Play With Lua!

Iterators

without comments

Lua doesn’t have a lot of control structures. There’s the obvious if statement, the while loop and repeat/until loop, and the for loop. Mostly, the for gets used to iterate over tables:

t = {'a','b','c','d','e'}
 
for i, v in ipairs(t) do
  print(i,t)
end

It’s annoying to have to remember to type ipairs every time. I’ve forgotten more than once. But, that minor annoyance is a good trade for the benefit of what the for statement actually does: generic iteration.

What’s an iterator?

The for statement isn’t just used for looping across tables, it loops through any sort of sequence represented by an iterator. An iterator in Lua is any function that conforms to a certain interface, and a lot of problems can be made simpler by writing your own iterators, instead of just using pairs and ipairs.

Let’s look at a standard loop:

t = {a=1, b=2, c=3, d=4}
for k, v in pairs(t) do
  print(k, v)
end

This is using the standard library iterator pairs. Let’s take a look at what that call to pairs actually returns:

pairs(t)
-- function: 0x418590    table: 0x141b600    nil

Not to keep you in suspense, the table it returns is t itself, and the function is the builtin function next. What next does is take a table and a key in the table, and return the “next” key / value.
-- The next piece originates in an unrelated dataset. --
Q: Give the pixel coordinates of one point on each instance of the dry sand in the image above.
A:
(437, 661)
It’s guaranteed to go over all the keys, in no particular order:

next(t, nil)
-- c    3
next(t, 'c')
-- b    2
next(t, 'b')
-- a    1
next(t, 'a')
-- d    4
next(t, 'd')
-- nil

So let’s write that original for loop in a more explicit way:

for k, v in next, t, nil do
  print(k, v)
end

Try it, it does the same thing. In fact, if you just want to go over part of the table, you can pass in an initial argument for next:

for k, v in next, t, 'b' do
  print(k, v)
end

That will print out just the ‘a’ and ‘d’ keys (yours may vary; next iterates in an arbitrary order). That’s all the for statement does: it takes a function, an “invariant” first argument (the table), and an initial second argument. It calls the function repeatedly, making the second argument of each call be the first return value of the previous call, until the function returns nil.

Making an iterator

With that in mind, we can write our own iterators. Here’s one that loops over members of the triangular series:

function triangular(_, n)
    if not n then n = 0 end
    n = n + 1
    return n, n * (n+1) / 2
end
 
for n, v in triangular do
    print(v)
    if n == 10 then break end
end

Since this iterator will never naturally end, we insert a break statement after a while.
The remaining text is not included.